Oscillating bubble tensiometry: A method for measuring the surfactant adsorptive-desorptive kinetics and the surface dilatational viscosity

Abstract

Mobilities of surfactant laden interfaces are determined by both surfactant-mass-transfer kinetics and surface viscosities. In this paper, a theoretical framework for measuring these parameters by analyzing forced radial oscillations of a spherical pendant bubble about an equilibrium, quiescent base state is developed. Because of the Gibbs-Marangoni elasticity caused by hindered surfactant mass transfer, and the surface viscosities, oscillations in the gas phase pressure and bubble radius are out of phase. Using a linear analysis of the governing fluid mechanical and mass-transfer equations, the phase lag (θ) and the amplitude ratio of these two quantities (Λ) are derived. Three cases are considered for the surfactant mass transfer: a mixed-controlled model in which diffusion and sorption kinetics play a role, along with the limiting cases of diffusion-control and sorption-control, respectively.
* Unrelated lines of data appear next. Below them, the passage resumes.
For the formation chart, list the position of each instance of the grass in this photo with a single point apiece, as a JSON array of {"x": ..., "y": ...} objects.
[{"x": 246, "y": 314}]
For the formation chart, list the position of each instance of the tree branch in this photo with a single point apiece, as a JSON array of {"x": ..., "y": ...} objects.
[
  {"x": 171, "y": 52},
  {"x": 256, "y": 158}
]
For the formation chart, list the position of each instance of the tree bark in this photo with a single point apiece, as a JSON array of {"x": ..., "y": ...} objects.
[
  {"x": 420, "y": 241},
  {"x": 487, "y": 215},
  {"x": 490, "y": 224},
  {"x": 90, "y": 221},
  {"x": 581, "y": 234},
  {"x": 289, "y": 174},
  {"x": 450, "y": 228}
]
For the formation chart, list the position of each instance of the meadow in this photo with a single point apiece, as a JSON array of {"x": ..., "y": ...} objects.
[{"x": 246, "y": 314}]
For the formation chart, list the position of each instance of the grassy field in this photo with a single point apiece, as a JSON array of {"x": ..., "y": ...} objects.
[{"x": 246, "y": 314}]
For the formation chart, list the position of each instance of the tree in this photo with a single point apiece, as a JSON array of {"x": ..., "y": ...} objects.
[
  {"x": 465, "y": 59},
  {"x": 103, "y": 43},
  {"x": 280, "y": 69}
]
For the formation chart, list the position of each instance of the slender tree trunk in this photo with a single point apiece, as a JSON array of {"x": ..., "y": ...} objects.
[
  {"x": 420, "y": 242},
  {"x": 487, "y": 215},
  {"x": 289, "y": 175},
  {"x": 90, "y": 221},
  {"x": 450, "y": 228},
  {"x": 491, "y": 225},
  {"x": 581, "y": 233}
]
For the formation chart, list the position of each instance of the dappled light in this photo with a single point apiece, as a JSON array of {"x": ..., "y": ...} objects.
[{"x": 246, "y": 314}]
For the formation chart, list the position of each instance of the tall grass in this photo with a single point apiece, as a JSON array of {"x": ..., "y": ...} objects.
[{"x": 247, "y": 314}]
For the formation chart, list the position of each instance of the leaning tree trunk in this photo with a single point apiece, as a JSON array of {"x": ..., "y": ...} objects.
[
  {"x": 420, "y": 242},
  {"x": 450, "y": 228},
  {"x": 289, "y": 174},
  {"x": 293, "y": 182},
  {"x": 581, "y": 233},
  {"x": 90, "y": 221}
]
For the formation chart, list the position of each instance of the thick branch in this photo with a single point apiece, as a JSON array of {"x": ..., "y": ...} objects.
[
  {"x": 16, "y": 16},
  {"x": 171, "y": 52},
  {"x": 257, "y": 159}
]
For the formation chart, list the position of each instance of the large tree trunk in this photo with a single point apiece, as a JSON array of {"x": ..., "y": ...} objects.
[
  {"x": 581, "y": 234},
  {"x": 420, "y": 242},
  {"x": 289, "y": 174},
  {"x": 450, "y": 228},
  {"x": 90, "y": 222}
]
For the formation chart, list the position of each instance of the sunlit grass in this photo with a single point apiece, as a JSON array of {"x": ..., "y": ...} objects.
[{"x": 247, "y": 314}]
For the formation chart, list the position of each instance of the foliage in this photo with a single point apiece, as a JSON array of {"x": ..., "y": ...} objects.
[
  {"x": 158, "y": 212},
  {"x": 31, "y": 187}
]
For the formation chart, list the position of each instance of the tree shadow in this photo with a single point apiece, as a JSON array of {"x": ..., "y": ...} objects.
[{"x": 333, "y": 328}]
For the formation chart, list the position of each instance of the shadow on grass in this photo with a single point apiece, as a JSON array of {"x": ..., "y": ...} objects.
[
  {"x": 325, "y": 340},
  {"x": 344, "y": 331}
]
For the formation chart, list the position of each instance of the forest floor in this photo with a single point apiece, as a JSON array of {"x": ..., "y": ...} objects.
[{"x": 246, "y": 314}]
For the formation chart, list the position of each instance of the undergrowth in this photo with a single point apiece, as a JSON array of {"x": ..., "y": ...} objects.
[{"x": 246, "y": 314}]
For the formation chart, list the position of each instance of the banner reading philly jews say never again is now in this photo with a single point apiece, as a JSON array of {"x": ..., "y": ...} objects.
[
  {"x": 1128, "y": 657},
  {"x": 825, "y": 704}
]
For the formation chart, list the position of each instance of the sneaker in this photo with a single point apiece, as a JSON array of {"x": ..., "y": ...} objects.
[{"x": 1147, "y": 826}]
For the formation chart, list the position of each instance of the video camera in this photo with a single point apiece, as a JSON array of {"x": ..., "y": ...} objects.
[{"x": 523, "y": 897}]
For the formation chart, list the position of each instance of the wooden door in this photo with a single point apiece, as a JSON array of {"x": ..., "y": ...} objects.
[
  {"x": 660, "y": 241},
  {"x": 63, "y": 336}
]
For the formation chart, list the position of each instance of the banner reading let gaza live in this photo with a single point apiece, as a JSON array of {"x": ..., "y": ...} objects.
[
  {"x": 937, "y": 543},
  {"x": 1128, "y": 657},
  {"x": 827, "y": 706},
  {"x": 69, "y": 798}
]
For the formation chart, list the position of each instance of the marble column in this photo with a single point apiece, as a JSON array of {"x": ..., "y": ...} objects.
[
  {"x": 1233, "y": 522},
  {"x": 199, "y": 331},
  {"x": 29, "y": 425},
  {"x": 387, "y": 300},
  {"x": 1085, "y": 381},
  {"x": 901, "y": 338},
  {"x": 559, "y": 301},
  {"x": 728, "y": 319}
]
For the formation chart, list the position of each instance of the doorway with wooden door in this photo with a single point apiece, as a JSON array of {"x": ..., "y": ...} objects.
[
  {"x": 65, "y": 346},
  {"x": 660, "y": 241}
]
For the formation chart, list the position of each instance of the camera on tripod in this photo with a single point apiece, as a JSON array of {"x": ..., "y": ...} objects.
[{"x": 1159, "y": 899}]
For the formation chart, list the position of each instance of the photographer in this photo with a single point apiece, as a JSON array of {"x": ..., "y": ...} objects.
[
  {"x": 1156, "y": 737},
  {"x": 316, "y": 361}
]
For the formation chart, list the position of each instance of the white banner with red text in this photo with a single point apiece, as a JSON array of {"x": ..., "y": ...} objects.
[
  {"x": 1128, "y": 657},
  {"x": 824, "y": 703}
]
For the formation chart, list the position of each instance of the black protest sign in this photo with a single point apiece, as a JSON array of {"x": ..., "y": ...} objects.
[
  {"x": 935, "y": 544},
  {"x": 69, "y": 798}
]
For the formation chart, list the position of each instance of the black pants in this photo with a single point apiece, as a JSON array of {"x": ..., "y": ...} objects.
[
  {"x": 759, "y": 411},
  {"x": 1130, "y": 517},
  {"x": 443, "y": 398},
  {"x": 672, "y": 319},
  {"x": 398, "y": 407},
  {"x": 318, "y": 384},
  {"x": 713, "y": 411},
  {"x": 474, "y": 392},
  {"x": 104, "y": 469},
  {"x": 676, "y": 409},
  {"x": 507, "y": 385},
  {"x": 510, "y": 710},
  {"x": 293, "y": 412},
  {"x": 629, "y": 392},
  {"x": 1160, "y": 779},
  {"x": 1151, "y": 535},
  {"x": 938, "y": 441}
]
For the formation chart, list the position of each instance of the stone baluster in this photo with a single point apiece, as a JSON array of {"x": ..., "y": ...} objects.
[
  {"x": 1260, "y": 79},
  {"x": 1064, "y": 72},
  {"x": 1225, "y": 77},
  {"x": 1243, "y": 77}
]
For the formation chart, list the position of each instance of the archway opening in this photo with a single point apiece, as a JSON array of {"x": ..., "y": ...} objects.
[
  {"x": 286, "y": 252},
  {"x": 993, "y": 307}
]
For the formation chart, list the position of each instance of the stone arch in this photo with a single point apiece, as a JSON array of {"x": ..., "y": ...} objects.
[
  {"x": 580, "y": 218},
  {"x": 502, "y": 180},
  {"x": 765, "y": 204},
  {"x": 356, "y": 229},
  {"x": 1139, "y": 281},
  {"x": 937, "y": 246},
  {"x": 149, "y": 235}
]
Both θ and Λ depend upon the bulk diffusivity, the equilibrium physicochemical constants, and two unknowns: the sorption kinetic constant and the surface dilatational viscosity. In this paper, by varying these unknowns, theoretical families of curves for both θ and Λ vs forcing frequency, ω′, are generated using values for the bulk diffusivity and the equilibrium physicochemical constants for decanol at aqueous-air interfaces from Lin et al. (Langmuir 7, 1055, 1991). These curves indicate the potential of the oscillating bubble as a measurement tool, i.e., that experiments in which θ and Λ are measured vs ω′ can be used to determine the adsorption-desorption kinetic constants and the surface dilatational viscosity and to differentiate them from each other. © 1994 by Academic Press, Inc.